In 1000, Venice saw its position strengthened even more on the Adriatic Sea thanks to the conquest of the region of Dalmacia. Subsequently, in the High Middle Ages, its commercial power also increased considerably in the Black Sea and in Syria, as it extended its commercial control over the eastern routes, in particular during the Crusades, thus converting itself into a maritime city par excellence. From the year 1100, Venice represented a great Mediterranean power, and offered the services of its fleet to the Byzantine Empire.

Finally Venice freed itself from the tutelage of the decadent Byzantine emperor in 1203 during the fourth Crusade, when the Venetian soldiers attacked and conquered Constantinople. The Venetian soldiers returned from the East, bringing with them riches that they had plundered, and which can still be admired in the church of San Marcos, amongst others, precious marbles, sculptures, etc. After the conquest of Constantinople, Venice managed to extend its supremacy, thus creating a large colonial empire.

In 1410, Venice was the great military, commercial and political power of the Veneto region, thanks to its powerful fleet which maintained an active trade with the whole of the Mediterranean and extended its network of commercial contacts across the whole of Europe and the Middle East, from England as far as Egypt; thanks also to the high number of inhabitants it had at that time, in the region of 100.000.

Its government and its organisations operated according to principles of internal and external justice. Its symbol remains represented on the facade of the Palacio Ducal by the sword and the scales.

The government of Venice was called “Serenísima Signoria” and consisted of the Doge, el dux, whose mission was to guarantee the respect of the law and the proper organisation of the government, el “Maggior Consiglio” (Great Council), made up of 2000 members whose main task was to write the laws, the Senate which was responsible for foreign affairs and economic and military affairs, “L' Avogadoria de Comùn” (Magistracy, made up of three members), which was responsible for protecting the interests of the patrician families in Venice and guaranteeing the respect of the law , and la Quarantia, or Supreme Tribunal.

Venice went through a period of great magnificence in the 15th century, a period when churches and palaces, mainly in the gothic style, were built.
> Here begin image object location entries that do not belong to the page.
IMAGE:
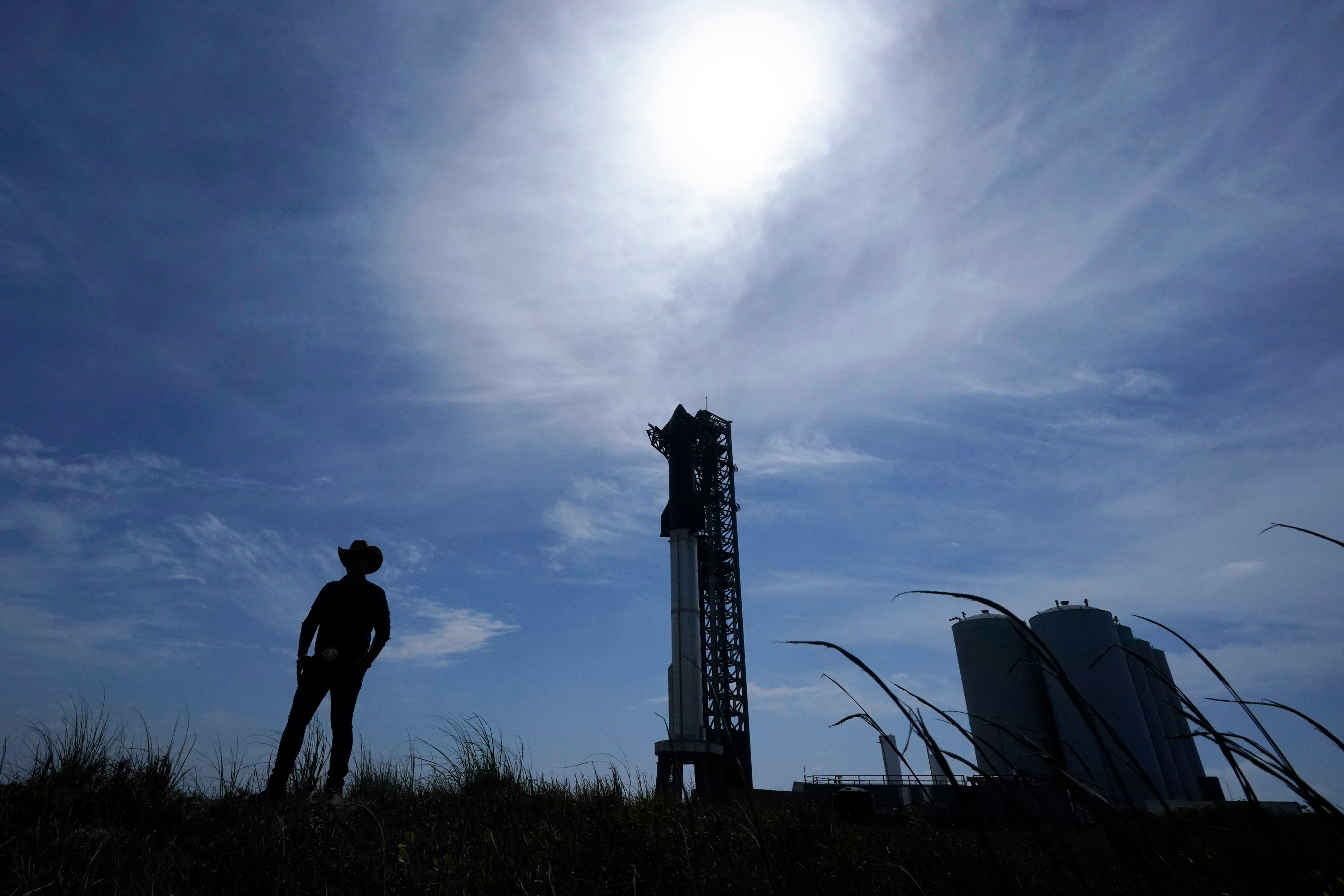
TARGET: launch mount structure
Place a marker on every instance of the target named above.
(708, 680)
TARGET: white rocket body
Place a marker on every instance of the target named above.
(686, 704)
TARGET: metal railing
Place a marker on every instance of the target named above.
(858, 781)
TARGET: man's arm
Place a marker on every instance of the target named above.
(312, 621)
(382, 629)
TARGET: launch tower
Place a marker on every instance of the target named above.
(708, 683)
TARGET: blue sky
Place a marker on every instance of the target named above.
(1034, 300)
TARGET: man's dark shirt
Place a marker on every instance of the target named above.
(345, 615)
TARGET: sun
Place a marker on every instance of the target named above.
(737, 96)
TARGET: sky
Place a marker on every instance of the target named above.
(1037, 300)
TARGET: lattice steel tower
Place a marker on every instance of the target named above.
(701, 522)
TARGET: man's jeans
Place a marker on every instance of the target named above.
(320, 676)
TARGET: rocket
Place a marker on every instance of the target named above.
(683, 520)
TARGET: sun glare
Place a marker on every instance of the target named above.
(737, 97)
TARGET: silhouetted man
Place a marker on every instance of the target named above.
(345, 616)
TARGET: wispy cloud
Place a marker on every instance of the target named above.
(30, 463)
(802, 453)
(453, 632)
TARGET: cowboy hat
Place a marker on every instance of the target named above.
(359, 549)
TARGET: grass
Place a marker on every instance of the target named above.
(93, 811)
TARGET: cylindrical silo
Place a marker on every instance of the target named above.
(1003, 686)
(1166, 701)
(1187, 744)
(1087, 643)
(1156, 733)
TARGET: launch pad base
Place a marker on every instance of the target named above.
(675, 755)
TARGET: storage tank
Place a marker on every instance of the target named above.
(1087, 643)
(1187, 745)
(1187, 787)
(1170, 780)
(890, 761)
(1002, 682)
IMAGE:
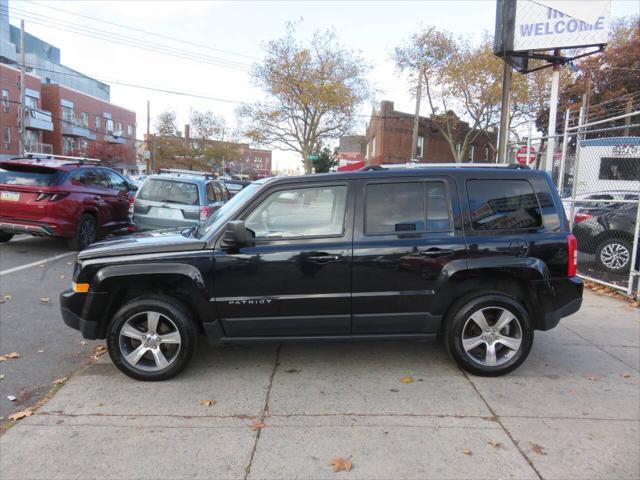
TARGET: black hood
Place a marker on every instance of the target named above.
(152, 242)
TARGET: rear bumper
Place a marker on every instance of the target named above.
(35, 229)
(84, 312)
(564, 299)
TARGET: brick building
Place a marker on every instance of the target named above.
(79, 119)
(38, 120)
(389, 134)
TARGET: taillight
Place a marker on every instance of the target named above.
(52, 197)
(572, 255)
(204, 213)
(580, 217)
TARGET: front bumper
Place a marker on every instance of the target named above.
(84, 312)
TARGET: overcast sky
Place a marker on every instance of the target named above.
(235, 32)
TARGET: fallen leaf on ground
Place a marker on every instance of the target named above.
(99, 350)
(256, 425)
(18, 415)
(340, 463)
(539, 449)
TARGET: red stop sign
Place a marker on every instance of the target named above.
(524, 158)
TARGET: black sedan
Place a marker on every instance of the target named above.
(608, 234)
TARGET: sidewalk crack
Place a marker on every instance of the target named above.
(265, 412)
(499, 421)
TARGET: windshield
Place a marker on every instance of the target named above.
(226, 211)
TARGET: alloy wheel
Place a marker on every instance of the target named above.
(615, 256)
(491, 336)
(149, 341)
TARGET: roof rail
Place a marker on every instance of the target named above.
(388, 166)
(179, 171)
(62, 158)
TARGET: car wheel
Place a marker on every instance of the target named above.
(489, 335)
(614, 255)
(86, 233)
(152, 338)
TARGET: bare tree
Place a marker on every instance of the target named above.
(313, 91)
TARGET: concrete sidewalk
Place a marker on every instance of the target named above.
(571, 411)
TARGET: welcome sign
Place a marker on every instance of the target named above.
(560, 24)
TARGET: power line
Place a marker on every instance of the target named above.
(147, 32)
(129, 41)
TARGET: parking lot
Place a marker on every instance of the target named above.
(395, 410)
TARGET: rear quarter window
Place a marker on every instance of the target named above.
(503, 205)
(170, 191)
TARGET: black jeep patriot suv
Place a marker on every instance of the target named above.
(480, 256)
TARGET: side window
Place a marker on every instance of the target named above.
(117, 182)
(503, 204)
(394, 207)
(211, 195)
(301, 212)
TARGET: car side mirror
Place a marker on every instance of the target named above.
(237, 235)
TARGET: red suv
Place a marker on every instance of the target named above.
(62, 197)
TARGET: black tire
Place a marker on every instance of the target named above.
(613, 255)
(491, 304)
(174, 317)
(86, 233)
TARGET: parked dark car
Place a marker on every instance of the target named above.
(62, 197)
(177, 199)
(608, 234)
(480, 256)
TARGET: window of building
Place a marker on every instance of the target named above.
(416, 207)
(68, 115)
(419, 147)
(68, 145)
(30, 102)
(5, 100)
(503, 204)
(286, 214)
(627, 169)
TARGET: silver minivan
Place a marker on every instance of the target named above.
(177, 198)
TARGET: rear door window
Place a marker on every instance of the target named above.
(170, 191)
(503, 204)
(416, 207)
(36, 177)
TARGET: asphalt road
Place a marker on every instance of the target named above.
(31, 271)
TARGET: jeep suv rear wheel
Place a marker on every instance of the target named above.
(489, 335)
(152, 338)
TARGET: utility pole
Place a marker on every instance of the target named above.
(416, 118)
(553, 111)
(503, 134)
(21, 110)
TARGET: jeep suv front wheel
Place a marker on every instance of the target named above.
(489, 335)
(151, 338)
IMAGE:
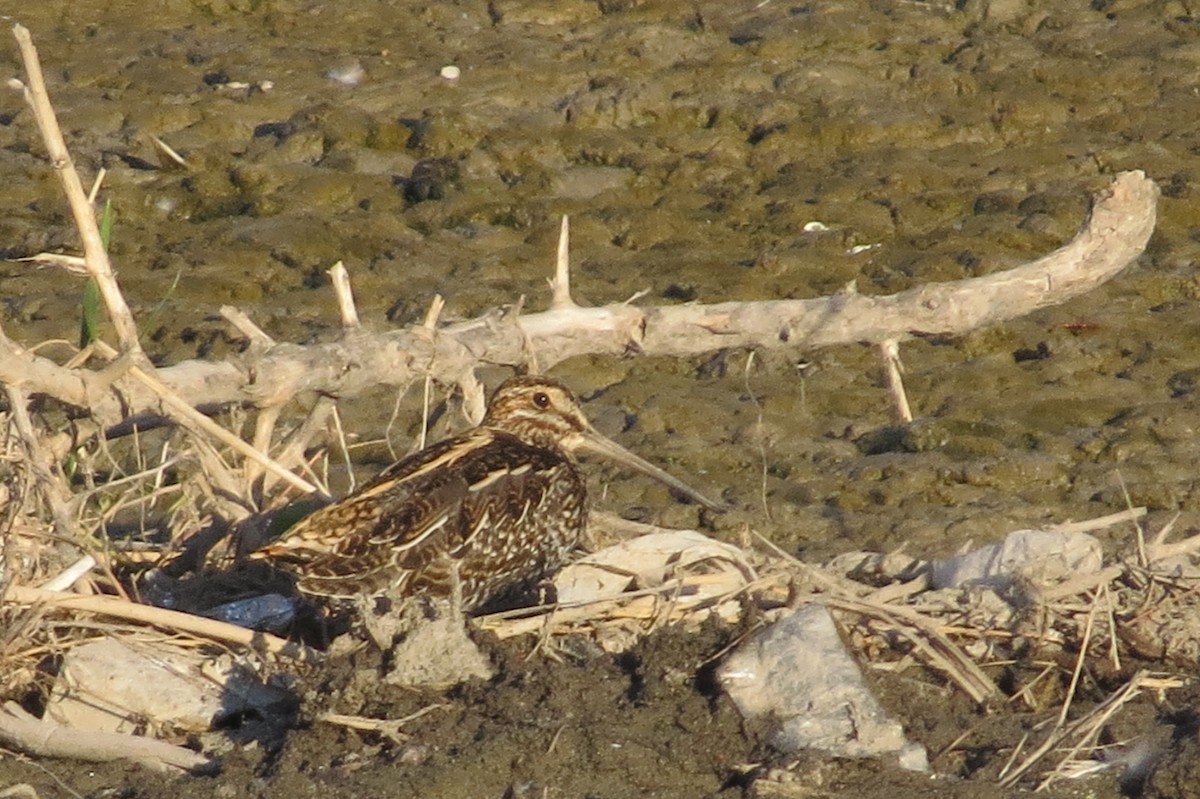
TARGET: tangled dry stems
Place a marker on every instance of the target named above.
(127, 503)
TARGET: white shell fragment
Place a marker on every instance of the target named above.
(1041, 557)
(798, 672)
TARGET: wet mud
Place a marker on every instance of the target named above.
(694, 145)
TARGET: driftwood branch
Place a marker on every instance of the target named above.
(1114, 235)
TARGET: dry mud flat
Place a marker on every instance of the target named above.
(693, 145)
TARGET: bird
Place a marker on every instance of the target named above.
(474, 518)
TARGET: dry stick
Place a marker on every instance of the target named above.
(46, 738)
(53, 488)
(341, 280)
(561, 284)
(1098, 523)
(893, 370)
(163, 618)
(101, 269)
(1117, 229)
(191, 416)
(84, 216)
(246, 326)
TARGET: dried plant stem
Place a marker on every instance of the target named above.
(95, 257)
(163, 618)
(41, 737)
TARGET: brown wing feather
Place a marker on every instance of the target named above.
(459, 500)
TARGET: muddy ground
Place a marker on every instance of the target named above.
(691, 144)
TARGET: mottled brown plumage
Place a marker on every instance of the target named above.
(493, 509)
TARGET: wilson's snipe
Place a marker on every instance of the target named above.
(492, 510)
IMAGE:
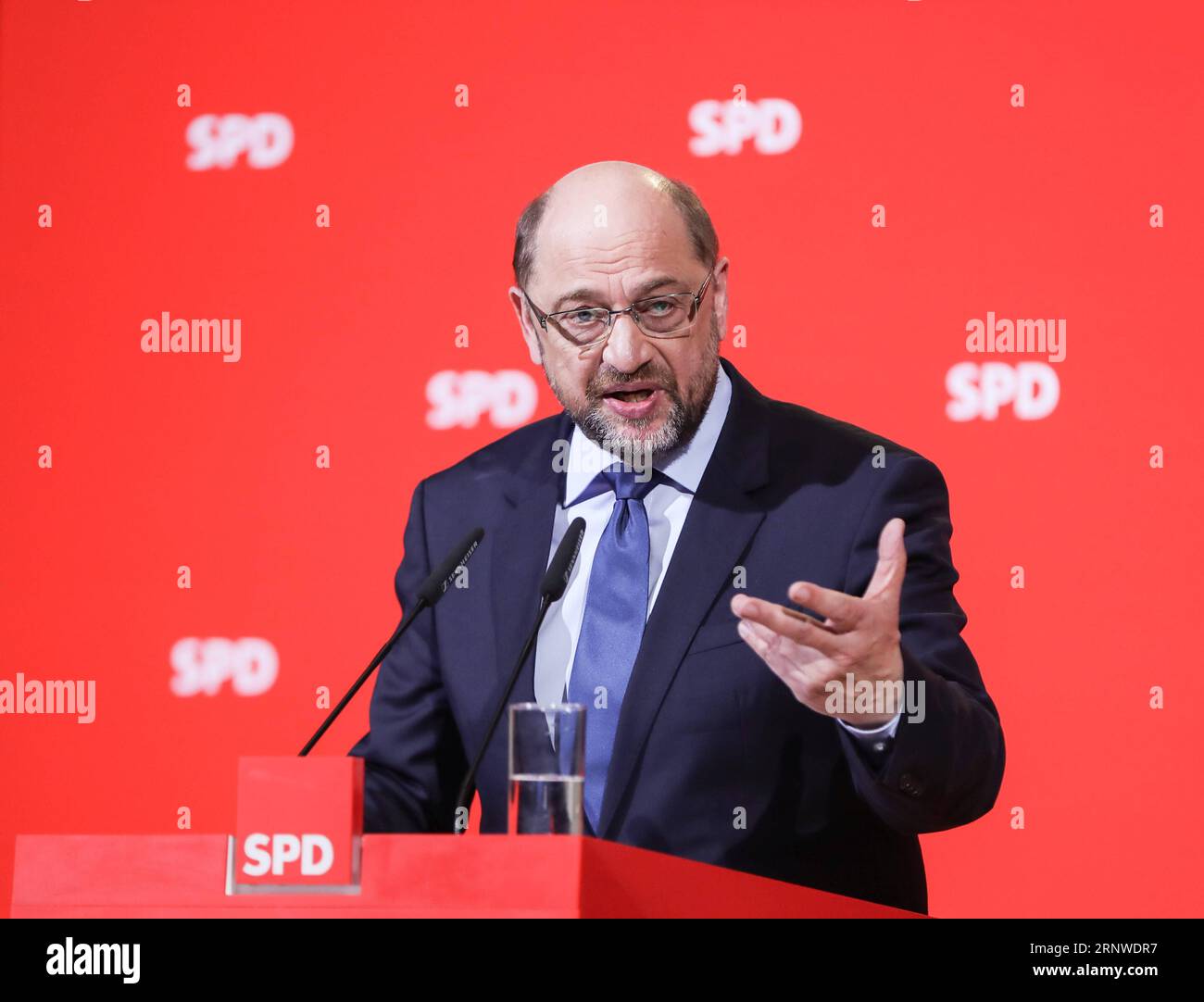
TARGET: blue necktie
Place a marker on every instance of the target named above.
(613, 626)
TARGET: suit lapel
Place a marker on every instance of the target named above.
(721, 520)
(521, 537)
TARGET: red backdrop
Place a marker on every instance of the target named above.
(425, 131)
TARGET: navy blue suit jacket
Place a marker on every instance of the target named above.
(709, 733)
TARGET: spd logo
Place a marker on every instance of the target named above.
(265, 854)
(219, 140)
(248, 664)
(460, 399)
(723, 127)
(1030, 388)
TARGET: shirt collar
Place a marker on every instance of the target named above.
(683, 465)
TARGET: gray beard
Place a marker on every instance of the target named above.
(678, 429)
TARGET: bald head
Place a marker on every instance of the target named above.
(614, 196)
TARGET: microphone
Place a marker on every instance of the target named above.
(432, 590)
(552, 588)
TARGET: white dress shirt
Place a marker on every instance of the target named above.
(667, 505)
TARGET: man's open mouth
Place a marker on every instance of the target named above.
(631, 395)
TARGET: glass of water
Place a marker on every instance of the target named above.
(546, 769)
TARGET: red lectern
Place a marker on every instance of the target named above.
(299, 852)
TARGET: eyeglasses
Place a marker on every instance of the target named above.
(665, 316)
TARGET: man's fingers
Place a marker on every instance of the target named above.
(797, 628)
(891, 560)
(842, 610)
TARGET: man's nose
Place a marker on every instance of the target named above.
(626, 348)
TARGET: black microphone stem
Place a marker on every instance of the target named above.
(365, 676)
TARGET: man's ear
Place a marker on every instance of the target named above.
(528, 323)
(719, 291)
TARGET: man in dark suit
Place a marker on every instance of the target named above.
(722, 728)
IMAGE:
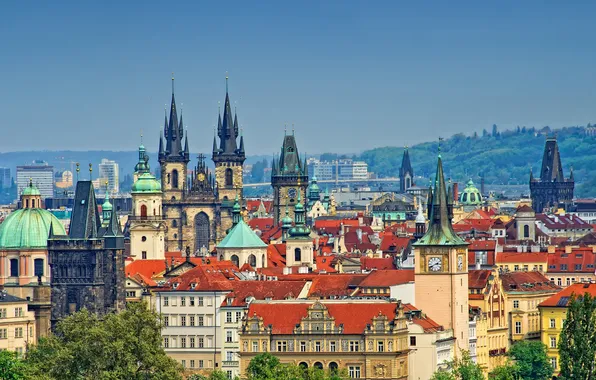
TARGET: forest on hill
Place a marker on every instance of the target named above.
(502, 157)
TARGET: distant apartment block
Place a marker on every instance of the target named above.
(341, 170)
(108, 171)
(42, 176)
(5, 180)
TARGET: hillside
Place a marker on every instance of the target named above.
(502, 157)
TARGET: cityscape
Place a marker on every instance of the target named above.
(229, 252)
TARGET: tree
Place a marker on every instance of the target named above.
(11, 367)
(531, 360)
(577, 342)
(126, 345)
(462, 368)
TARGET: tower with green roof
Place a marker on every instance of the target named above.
(441, 265)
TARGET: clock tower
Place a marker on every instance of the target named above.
(289, 179)
(441, 269)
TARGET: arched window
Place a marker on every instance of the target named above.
(38, 267)
(202, 231)
(252, 260)
(229, 178)
(175, 179)
(235, 260)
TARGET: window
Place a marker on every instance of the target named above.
(14, 267)
(282, 346)
(354, 372)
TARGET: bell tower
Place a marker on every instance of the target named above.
(441, 265)
(173, 159)
(228, 158)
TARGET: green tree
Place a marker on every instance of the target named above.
(123, 346)
(577, 342)
(531, 360)
(11, 367)
(462, 368)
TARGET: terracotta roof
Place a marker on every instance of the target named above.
(562, 298)
(259, 290)
(387, 278)
(335, 285)
(370, 263)
(284, 316)
(527, 282)
(521, 257)
(478, 279)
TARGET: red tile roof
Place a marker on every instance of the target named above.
(478, 279)
(562, 298)
(387, 278)
(521, 257)
(259, 290)
(283, 317)
(527, 282)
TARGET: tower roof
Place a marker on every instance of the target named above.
(440, 231)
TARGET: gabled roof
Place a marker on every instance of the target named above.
(241, 236)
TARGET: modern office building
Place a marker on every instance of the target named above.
(40, 173)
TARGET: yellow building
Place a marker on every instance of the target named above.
(487, 298)
(553, 312)
(17, 324)
(370, 344)
(524, 292)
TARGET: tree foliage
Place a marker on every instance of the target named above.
(531, 360)
(577, 342)
(462, 368)
(123, 346)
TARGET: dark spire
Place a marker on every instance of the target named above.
(440, 230)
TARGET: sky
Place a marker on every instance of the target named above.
(349, 75)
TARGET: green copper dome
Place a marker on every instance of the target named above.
(31, 190)
(146, 183)
(28, 228)
(470, 196)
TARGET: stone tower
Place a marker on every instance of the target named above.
(406, 174)
(551, 189)
(289, 177)
(441, 270)
(87, 265)
(228, 158)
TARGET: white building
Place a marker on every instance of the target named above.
(42, 176)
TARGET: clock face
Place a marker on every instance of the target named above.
(434, 264)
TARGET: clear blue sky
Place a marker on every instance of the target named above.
(350, 75)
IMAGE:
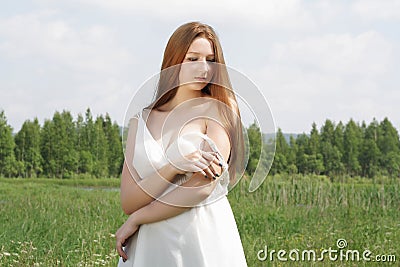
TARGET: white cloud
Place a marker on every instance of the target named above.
(368, 53)
(332, 76)
(282, 14)
(45, 37)
(377, 10)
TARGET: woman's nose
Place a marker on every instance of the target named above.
(203, 66)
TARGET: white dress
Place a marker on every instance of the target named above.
(204, 236)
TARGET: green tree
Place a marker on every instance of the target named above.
(99, 149)
(27, 149)
(330, 152)
(370, 154)
(352, 141)
(389, 146)
(58, 145)
(7, 145)
(254, 135)
(280, 164)
(114, 153)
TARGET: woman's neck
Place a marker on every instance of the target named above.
(183, 94)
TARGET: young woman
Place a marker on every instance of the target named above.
(175, 177)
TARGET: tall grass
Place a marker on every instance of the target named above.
(46, 222)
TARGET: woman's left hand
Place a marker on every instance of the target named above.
(128, 229)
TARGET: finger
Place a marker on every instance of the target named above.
(205, 169)
(120, 250)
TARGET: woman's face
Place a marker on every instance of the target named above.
(196, 69)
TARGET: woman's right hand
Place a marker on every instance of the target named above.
(184, 157)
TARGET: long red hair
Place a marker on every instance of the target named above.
(220, 88)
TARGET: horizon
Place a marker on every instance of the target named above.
(311, 60)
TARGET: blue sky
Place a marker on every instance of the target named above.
(312, 60)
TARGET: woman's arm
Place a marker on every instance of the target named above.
(192, 192)
(135, 192)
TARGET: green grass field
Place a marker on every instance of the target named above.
(53, 222)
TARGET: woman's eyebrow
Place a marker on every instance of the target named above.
(194, 52)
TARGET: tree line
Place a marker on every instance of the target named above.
(350, 149)
(62, 147)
Venice gained international fame thanks to its production of precious fabrics made of silk which came from the east, and also thanks to its lace, jewellery, and garments, which were admired by the royal families in Europe. It was also a period of magnificence in the domain of the arts. Sculpture, painting, theatre, poetry, music, and other art forms endowed Venice with eternal beauty. Objects made of glass, produced on the famous island of Murano were very important for its exports, and still are to this day. Because of its magnificence and economic prosperity, Venice was a military target coveted by several countries, amongst which France, Spain and Turkey, which conquered Constantinople in 1453.

The arrival of Christopher Columbus in the Americas in 1492 heralded the decline of trade for the Venetian Republic because of the discovery of new commercial routes that then became controlled by the Portuguese, Dutch and English.  Also contributing to the decline of Venice was the rapid growth of Genoa, which competed commercially with Venice, and the peace treaty of Cateau-Cambrèsis (1559), which recognised the supremacy of Spain over Italian territories. After that an excessively conservative government also contributed to its decline, but in spite of it all, Venice maintained its independence until 1797 when Napoleon signed the treaty of Capo Formio and handed over Venice to the Austro-Hungarian Empire in exchange for Milan. Venice was finally incorporated into the Kingdom of Italy in 1866 with the third war of independence.